Él ha cultivado esa cabezonería desde los tiempos de la universidad, aquellos de la militancia política, de la reinvención de la sociedad y del propio concepto de arquitectura. «Hace 50 años, me resultaba muy sencillo definir la arquitectura: es el arte de construir edificios. Una respuesta sencilla y precisa. Hoy, las cosas se han complicado más: la arquitectura es el arte de luchar contra la gravedad -algo estúpido, porque es la más rotunda de las leyes de la física., pero es también el arte de entender a la gente, de dar respuesta a sus necesidades, pero también a sus sueños. Así pues se declara perdido a la hora de responder a esa vieja pregunta solo en apariencia sencilla. «Es un arte fronterizo. Cada día llego a mi estudio a las 9, a las 10 ejerzo de sociólogo o antropólogo, una hora más tarde, me veo convertido en un poeta… Todo es parte de lo mismo».

Su estudio, Renzo Piano Building Workshop (algo así como Taller de Construcción Renzo Piano), tiene sede en Génova y París: «Trabajan conmigo unas cien personas, algunas desde hace 40 años. Es un gigantesco capital humano acumulado a base de crecer juntos». Llevan adelante proyectos en todo el mundo. «Es como dirigir una orquesta en la que, de vez en cuando, tú también coges un instrumento», bromea, aunque aclara que él ya no se sienta a esbozar los proyectos. Solo interviene en ellos, eso sí, continuamente.

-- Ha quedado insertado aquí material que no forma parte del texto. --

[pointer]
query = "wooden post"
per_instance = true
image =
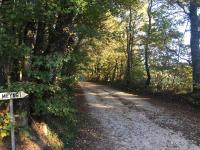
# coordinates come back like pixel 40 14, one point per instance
pixel 12 119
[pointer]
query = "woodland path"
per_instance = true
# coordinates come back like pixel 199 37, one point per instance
pixel 123 121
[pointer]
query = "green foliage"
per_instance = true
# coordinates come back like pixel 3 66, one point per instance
pixel 4 125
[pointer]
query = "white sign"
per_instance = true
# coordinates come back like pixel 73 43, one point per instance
pixel 13 95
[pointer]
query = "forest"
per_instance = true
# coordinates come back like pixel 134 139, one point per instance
pixel 47 46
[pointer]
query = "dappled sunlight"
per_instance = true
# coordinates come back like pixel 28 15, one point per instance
pixel 98 105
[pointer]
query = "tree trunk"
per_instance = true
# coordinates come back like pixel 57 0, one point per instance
pixel 194 42
pixel 147 68
pixel 128 75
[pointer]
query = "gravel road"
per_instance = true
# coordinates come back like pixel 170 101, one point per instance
pixel 126 121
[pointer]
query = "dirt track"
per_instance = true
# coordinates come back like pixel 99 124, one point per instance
pixel 128 122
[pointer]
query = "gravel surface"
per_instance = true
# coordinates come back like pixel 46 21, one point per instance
pixel 126 120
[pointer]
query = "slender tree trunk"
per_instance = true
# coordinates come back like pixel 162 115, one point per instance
pixel 114 71
pixel 148 80
pixel 194 42
pixel 128 75
pixel 39 45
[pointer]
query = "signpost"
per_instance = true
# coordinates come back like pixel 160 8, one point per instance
pixel 10 96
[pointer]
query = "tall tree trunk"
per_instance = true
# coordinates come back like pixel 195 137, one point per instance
pixel 194 42
pixel 128 75
pixel 147 68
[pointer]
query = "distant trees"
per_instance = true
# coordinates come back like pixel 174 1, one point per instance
pixel 40 48
pixel 195 43
pixel 154 48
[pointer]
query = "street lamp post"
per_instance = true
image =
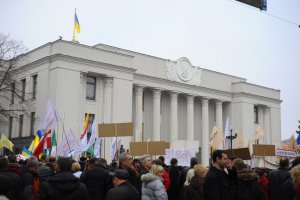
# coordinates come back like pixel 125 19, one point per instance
pixel 231 137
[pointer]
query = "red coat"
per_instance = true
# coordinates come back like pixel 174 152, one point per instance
pixel 166 178
pixel 264 182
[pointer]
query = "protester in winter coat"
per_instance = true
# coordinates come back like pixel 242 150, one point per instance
pixel 165 175
pixel 63 185
pixel 123 189
pixel 76 169
pixel 287 191
pixel 173 192
pixel 153 188
pixel 247 187
pixel 217 184
pixel 277 178
pixel 194 190
pixel 10 185
pixel 29 179
pixel 97 180
pixel 44 173
pixel 263 180
pixel 125 162
pixel 296 181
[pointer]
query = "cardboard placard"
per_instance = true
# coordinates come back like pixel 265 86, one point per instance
pixel 138 148
pixel 149 148
pixel 263 150
pixel 242 153
pixel 156 148
pixel 115 129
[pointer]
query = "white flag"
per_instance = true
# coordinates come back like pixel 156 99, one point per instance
pixel 97 147
pixel 113 148
pixel 68 144
pixel 85 144
pixel 51 117
pixel 227 128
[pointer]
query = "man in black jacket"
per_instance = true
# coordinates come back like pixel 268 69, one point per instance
pixel 123 189
pixel 217 185
pixel 10 182
pixel 63 185
pixel 97 180
pixel 277 178
pixel 125 162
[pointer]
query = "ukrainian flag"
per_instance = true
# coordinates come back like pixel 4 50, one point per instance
pixel 26 152
pixel 76 24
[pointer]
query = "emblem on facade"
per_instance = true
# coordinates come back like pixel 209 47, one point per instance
pixel 182 71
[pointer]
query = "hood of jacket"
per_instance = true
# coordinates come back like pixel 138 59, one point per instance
pixel 64 182
pixel 149 178
pixel 247 175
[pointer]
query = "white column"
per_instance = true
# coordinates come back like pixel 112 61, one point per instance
pixel 156 114
pixel 107 103
pixel 138 113
pixel 205 134
pixel 173 116
pixel 190 117
pixel 267 125
pixel 219 115
pixel 107 114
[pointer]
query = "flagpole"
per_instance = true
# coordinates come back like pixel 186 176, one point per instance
pixel 74 39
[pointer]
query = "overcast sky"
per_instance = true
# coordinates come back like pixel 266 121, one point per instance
pixel 220 35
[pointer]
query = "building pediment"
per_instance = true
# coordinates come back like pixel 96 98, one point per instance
pixel 183 71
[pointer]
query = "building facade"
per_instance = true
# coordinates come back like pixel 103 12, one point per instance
pixel 166 100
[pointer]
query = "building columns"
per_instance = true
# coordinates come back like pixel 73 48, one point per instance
pixel 156 114
pixel 205 134
pixel 173 116
pixel 107 103
pixel 190 117
pixel 138 113
pixel 267 125
pixel 219 115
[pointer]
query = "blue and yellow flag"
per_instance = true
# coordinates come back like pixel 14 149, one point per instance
pixel 5 142
pixel 26 152
pixel 76 23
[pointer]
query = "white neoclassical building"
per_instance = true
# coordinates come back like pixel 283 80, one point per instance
pixel 165 99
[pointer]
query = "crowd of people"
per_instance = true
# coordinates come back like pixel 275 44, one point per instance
pixel 146 179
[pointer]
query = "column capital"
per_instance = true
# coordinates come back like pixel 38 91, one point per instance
pixel 174 96
pixel 190 99
pixel 108 82
pixel 156 93
pixel 205 100
pixel 139 90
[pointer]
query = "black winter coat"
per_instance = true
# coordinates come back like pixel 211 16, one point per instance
pixel 63 185
pixel 194 190
pixel 217 185
pixel 276 179
pixel 247 187
pixel 10 184
pixel 97 181
pixel 124 191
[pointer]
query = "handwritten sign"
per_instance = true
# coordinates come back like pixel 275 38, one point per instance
pixel 285 153
pixel 183 156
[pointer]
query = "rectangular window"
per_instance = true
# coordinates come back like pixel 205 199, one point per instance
pixel 21 117
pixel 34 84
pixel 10 126
pixel 13 90
pixel 23 86
pixel 91 88
pixel 32 123
pixel 256 114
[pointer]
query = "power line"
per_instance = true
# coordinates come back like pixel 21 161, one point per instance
pixel 266 13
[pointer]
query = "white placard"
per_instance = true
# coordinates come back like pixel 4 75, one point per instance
pixel 183 156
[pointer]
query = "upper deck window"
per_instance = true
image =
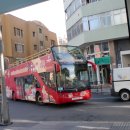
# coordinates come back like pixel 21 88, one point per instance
pixel 68 54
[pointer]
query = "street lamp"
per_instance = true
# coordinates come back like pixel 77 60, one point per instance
pixel 127 5
pixel 5 119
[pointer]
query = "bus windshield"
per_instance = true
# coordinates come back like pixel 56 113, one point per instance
pixel 68 54
pixel 73 77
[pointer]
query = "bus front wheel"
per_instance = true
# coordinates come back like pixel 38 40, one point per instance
pixel 125 95
pixel 39 99
pixel 13 96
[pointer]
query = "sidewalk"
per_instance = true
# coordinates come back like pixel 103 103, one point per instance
pixel 68 125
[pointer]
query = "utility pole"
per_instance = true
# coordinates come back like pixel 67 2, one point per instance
pixel 5 118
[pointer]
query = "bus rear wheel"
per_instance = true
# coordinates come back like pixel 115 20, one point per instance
pixel 125 95
pixel 39 99
pixel 13 96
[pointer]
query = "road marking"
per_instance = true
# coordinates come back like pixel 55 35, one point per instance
pixel 93 128
pixel 25 121
pixel 104 98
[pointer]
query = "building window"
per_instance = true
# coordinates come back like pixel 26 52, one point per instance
pixel 94 22
pixel 106 19
pixel 18 32
pixel 104 46
pixel 33 34
pixel 40 30
pixel 117 17
pixel 19 47
pixel 35 47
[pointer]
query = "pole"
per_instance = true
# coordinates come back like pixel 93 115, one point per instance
pixel 5 119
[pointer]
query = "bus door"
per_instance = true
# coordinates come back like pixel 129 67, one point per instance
pixel 49 80
pixel 29 88
pixel 20 87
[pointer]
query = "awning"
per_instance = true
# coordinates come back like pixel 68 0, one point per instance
pixel 10 5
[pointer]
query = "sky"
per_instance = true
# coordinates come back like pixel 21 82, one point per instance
pixel 50 13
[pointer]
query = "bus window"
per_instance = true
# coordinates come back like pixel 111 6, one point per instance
pixel 36 83
pixel 49 79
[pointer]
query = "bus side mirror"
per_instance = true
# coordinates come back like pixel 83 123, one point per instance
pixel 57 66
pixel 93 65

Sobre la arquitectura del futuro dice: «La palabra clave de la arquitectura en el siglo XIX era acero y en el XX, globalización. Hoy, esas palabras son la fragilidad de la Tierra y el diálogo con ella, la energía. Nuestros edificios deben aprender a respirar: adiós al aire acondicionado. Hay un componente energético y tecnológico en el concepto, pero también poético. La arquitectura debe saber guiar y explicar esta transición hacia una era nueva». Cuando hace 40 años concluyó el Centro Pompidou de París, uno de los monumentos más visitados de Francia, su amigo el escritor Ítalo Calvino le recomendó en broma que «lo lavara con un gran cepillo». Pese a ello, llegaron los reconocimientos. Entre ellos, el Pritzker en 1998. En 2006, la revista Time incluyó su nombre entre las cien personas más influyentes del mundo.

Preguntas a pie de obra

→ ¿Quién me ha influido?

«De pequeño tenía como modelo a mi padre, que era constructor. Antes que ir de excursión al campo, yo siempre prefería ir con mi padre a la obra».

→ ¿Mi maestro?

«Mi primer maestro, Franco Albini, decía. Trabaja con las manos. Y una de las primeras cosas que hice en su estudio fue desmontar una tele y montarla otra vez. De ahí surge quizá el llamar taller a mi estudio».

¿Qué es un arquitecto?

«Soy alguien dedicado a ‘hacer cosas’, pero me rodeo de intelectuales: Ítalo Calvino, Claudio Abbado… Al recibir el Pritzker, cité a Galileo y a Scott Fitzgerald: la raíz humanística de mi trabajo».